No le pareció bien á Torquemada llenar el buche á toda la turbamulta, y en su pobre opinión, se cumplía invitando á los más íntimos, como Donoso, Morentín padre é hijo y Zárate. Pero Cruz, á quien dió conocimiento con cierta timidez de su criterio restrictivo en materia de invitaciones, le contestó secamente que ya sabía ella lo que reclamaban las circunstancias. Reasumiendo: que celebraron allí la Noche Buena, en improvisado banquete, comiendo y bebiendo como fieras, según dicho de Torquemada, unas cuarenta y cinco personas largas, es decir, unas cincuenta personas, en cifra redonda. Tuvo el buen acuerdo el amo de la casa de no beber champagne, sino en dosis homeopática, y gracias á esta precaución se portó como un caballero, no dejando salir de sus autorizados labios ninguna inconveniencia, y hablando con todos el lenguaje fino y grave, que á su carácter y posición social correspondía. Menudearon los brindis en prosa y verso de madrugada ya, y Zárate concluyó por tratar de tú á D. Francisco, profetizándole que sería el dueño de toda la tierra, y que bajo su imperio se resolvería el problema de la aerostación, y se cortarían todos los istmos para mayor fraternidad entre los mares, y se unirían todos los continentes por medio de puentes giratorios... Brindaron otro por el Marquesado de San Eloy, que muy pronto adquiriría mayor lustre con la grandeza de España de primera clase, y no faltó quien pidiese á los señores de Torquemada, con el debido respeto, que diesen un gran baile, el día de Reyes, para celebrar el fausto suceso.

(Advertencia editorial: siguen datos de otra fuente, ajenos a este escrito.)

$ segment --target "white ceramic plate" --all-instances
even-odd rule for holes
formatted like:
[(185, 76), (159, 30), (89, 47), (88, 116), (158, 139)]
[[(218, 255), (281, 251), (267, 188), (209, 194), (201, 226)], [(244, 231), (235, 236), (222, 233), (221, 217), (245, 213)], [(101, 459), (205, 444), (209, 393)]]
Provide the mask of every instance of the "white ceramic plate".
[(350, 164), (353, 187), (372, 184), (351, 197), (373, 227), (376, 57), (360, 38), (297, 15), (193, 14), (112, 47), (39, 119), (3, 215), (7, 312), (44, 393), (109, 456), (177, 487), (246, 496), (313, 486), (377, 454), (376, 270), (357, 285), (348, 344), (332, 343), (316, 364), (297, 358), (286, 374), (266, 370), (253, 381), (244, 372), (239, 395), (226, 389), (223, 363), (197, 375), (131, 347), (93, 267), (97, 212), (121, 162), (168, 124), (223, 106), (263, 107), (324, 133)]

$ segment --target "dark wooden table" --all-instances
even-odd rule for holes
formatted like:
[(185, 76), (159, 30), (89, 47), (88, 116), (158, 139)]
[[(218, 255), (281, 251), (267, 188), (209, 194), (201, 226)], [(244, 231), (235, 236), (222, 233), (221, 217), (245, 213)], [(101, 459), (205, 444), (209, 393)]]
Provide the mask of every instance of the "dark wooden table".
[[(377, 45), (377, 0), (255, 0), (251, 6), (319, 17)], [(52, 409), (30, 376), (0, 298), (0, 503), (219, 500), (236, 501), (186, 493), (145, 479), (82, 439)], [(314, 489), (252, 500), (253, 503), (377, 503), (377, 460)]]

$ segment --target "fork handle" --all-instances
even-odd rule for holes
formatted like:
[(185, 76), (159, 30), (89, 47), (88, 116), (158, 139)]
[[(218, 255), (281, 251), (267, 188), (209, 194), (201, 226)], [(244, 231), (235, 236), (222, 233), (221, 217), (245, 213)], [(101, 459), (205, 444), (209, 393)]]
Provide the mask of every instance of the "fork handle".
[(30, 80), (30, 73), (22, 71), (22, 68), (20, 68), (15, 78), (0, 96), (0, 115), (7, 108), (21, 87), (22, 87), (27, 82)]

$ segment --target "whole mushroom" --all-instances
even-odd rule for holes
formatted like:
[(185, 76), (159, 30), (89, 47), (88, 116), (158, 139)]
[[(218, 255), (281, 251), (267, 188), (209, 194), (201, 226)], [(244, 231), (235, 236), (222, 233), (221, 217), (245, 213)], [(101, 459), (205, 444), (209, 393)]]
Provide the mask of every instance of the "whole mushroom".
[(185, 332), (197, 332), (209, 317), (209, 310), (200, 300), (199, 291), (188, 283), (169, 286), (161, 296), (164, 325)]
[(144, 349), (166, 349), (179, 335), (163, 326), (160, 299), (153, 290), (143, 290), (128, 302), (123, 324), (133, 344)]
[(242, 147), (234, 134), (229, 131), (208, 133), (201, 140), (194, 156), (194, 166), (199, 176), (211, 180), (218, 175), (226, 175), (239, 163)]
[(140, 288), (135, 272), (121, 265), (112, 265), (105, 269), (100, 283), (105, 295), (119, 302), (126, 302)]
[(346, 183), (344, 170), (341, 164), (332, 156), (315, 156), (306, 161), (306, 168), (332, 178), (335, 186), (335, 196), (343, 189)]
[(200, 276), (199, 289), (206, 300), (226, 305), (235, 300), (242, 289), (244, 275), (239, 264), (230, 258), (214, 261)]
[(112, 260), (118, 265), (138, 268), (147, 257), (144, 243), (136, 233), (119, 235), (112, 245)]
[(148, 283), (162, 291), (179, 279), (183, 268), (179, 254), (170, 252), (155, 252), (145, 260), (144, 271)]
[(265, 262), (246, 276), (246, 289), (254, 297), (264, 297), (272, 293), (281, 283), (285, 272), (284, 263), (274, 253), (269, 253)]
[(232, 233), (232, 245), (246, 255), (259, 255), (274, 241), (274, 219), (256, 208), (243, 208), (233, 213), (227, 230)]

Cuando se fueron los comensales, D. Francisco no se podía tener de cansancio, la cabeza como un farol, y los espíritus algo caídos. El sol de su alegría se nublaba con la consideración del enorme gasto de aquella cena, y de los que vendrían á renglón seguido, pues la tirana había invitado, para toda la semana siguiente hasta Año nuevo, á los allí presentes aquella noche, distribuyéndoles en tandas de á doce cada día. «Á este paso—pensó Torquemada,—esto será un Lhardy, y yo el calzonazos por excelencia.» Acostóse ya cerca del día con la mitad del alma gozosa, la otra mitad agitada por zozobras terribles. ¿Sería broma, aquello del gran baile, ó lo dirían en serio? Cruz, al oirlo, se había reído; pero sin protestar, como habría protestado él, si se atreviera. Esto y los doce convidados diarios le quitaron el sueño, porque la otra mitad del alma, la risueña y retozona, también se mostraba rebelde al descanso. Levantóse sin haber dormido, y lo primero que se echó á la cara fué un par de tarascas, en quienes al punto reconoció los caracteres zoológicos del ama de cría.
—¡Hola!—dijo dirigiéndose á ellas,—¿qué tal estamos de leche?
Cruz las había hecho venir previamente de la Montaña, dando el encargo á un médico amigo suyo. Eran dos soberbios animales de lactancia, escogidos entre lo mejor, morenas, de pelo negro y abundante, los ubres muy pronunciados, y los andares resueltos. Mientras el tacaño visitaba á su esposa y al crío, Cruz estuvo tratando con aquel par de reses, y con los montaraces aldeanos que las acompañaban.
—¿Cuál ha escogido usted?—preguntóle después D. Francisco, que de todo quería enterarse.
—¿Cómo cuál? Usted está en babia, señor mío. Las dos. Una fija, y otra de suplente por si la primera se indispone.
—¡Dos amas, dos!—exclamó el bárbaro con los pelos todos de su cabeza y bigote erizados como los de un cepillo.—Si un ama, una sola, es el azote de Dios sobre una casa, dos... ayúdeme usted á sentir, dos... son lo mismo que si se abriera la tierra y nos tragara.
—De poco se asusta usted... ¿Y así mira por la crianza de ese bendito pimpollo que Dios le ha dado?
—¡Pero para qué necesita mi pimpollo dos amas, Cristo, re-Cristo! ¡Cuatro pechos, Señor de mi vida, cuatro pechos...! ¡Y yo que no tuve ninguno de madre, pues me criaron con una cabra!